After all, Rodgers has this team in position to win the EPL title for the first time in 24 long years and in an age where oil tycoons dominate the world of football, what the Reds' manager has been able to do with a relatively limited budget and a young, inexperienced squad is quite simply unbelievable.
But the fact remains that Liverpool are clearly heading in the right direction under Rodgers, looking a more fluid, intelligent and cohesive unit, and climbing up the table.
(...) His tactics worked. Four goals up within 19 minutes, Liverpool fans were chanting “there’s only one Brendan Rodgers”. He has transformed the team, individually and collectively.
(...)It is the tactical intelligence, the hunting of the ball in packs, the pace on the counter, the numbers in the middle and the relentless working for the cause, particularly the wide players like Suárez and Sterling tracking back, that is the Rodgers’s way.
Liverpool have found their man, the manager they've been looking for. If sports are all about results, Rodgers has done enough to warrant an even bigger role with the club.
The Reds' simply can't afford to lose their manager, and with several other top teams like Barcelona and Real Madrid potentially looking at new managers, Rodgers will be negotiating from a position of strength.

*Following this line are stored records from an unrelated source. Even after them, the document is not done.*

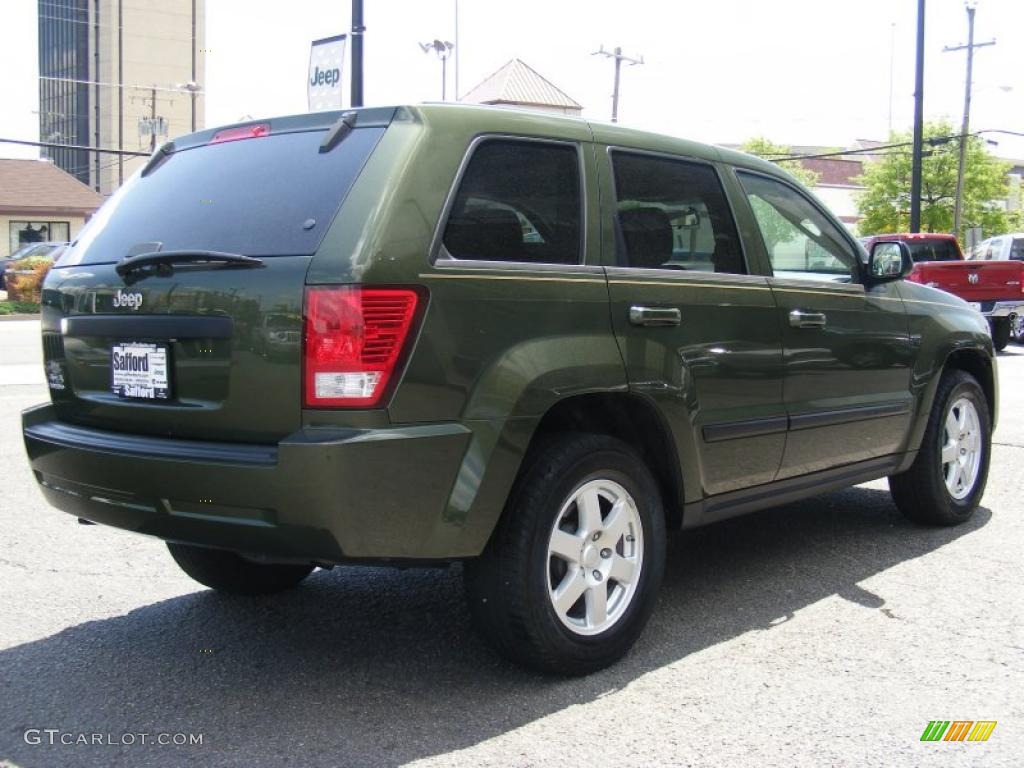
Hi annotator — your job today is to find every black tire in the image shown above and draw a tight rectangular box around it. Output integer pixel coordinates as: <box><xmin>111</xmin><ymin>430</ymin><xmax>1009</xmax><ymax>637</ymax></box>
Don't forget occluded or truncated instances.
<box><xmin>167</xmin><ymin>542</ymin><xmax>313</xmax><ymax>595</ymax></box>
<box><xmin>464</xmin><ymin>433</ymin><xmax>665</xmax><ymax>675</ymax></box>
<box><xmin>889</xmin><ymin>371</ymin><xmax>992</xmax><ymax>525</ymax></box>
<box><xmin>988</xmin><ymin>317</ymin><xmax>1012</xmax><ymax>352</ymax></box>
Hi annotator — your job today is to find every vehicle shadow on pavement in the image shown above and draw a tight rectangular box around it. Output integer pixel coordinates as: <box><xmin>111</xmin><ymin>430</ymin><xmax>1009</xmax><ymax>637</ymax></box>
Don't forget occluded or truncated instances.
<box><xmin>0</xmin><ymin>487</ymin><xmax>991</xmax><ymax>766</ymax></box>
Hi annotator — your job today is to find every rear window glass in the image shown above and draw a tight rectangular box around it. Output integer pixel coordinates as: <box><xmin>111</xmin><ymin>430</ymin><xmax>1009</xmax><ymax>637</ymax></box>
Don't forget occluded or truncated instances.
<box><xmin>61</xmin><ymin>127</ymin><xmax>385</xmax><ymax>266</ymax></box>
<box><xmin>906</xmin><ymin>240</ymin><xmax>959</xmax><ymax>261</ymax></box>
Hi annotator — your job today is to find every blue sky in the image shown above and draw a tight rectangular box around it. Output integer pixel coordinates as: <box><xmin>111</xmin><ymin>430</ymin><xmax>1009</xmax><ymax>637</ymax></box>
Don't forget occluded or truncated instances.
<box><xmin>0</xmin><ymin>0</ymin><xmax>1024</xmax><ymax>158</ymax></box>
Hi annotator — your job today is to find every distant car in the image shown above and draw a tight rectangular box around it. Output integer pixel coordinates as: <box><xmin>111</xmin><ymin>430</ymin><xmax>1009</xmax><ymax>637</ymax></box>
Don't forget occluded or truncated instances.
<box><xmin>0</xmin><ymin>241</ymin><xmax>68</xmax><ymax>291</ymax></box>
<box><xmin>860</xmin><ymin>232</ymin><xmax>1024</xmax><ymax>351</ymax></box>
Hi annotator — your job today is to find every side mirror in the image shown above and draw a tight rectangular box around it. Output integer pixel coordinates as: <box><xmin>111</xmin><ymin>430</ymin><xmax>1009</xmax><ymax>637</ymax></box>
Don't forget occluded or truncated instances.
<box><xmin>867</xmin><ymin>241</ymin><xmax>913</xmax><ymax>283</ymax></box>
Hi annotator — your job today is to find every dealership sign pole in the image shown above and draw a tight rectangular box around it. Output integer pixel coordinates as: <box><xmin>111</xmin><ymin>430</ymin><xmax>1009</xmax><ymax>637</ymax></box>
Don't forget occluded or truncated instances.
<box><xmin>306</xmin><ymin>35</ymin><xmax>347</xmax><ymax>112</ymax></box>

As reported by The Daily Star's Garry Doyle, Robbie Fowler is one of many who feels the club must do whatever they can to sign Rodgers to a new deal as soon as possible:
Brendan has a bit of everything about him. Tactically he is very good, his man-management skills are brilliant and the bottom line is that he has got results.
(...) So if I was in charge of Liverpool, I would sort the manager’s future out right now.
Liverpool's youth revolution has been a successful one so far, and even with a budget considerably smaller than that of rivals Manchester City and Chelsea, the transfer team Rodgers was a part of was still able to put together a squad capable of challenging for the EPL title.
Should Liverpool give Rodgers more control over the team's transfers?
That same squad also seems set for a bright future beyond this season, indicating Rodgers has the right kind of vision to be in the transfer market on his own. Per Transfermarkt, the average age of the group of players the club brought in last season was 22.4 years old.
With the added incoming funds of the UEFA Champions League and the higher profile that tournament will bring to the club, all ingredients are there for the Reds to have a very strong summer transfer window.
And if Rodgers wants to run the transfer department during that transfer period, the club should give in to those demands. Liverpool can't afford to lose him, and Rodgers hasn't given any indication he wouldn't be up to the task.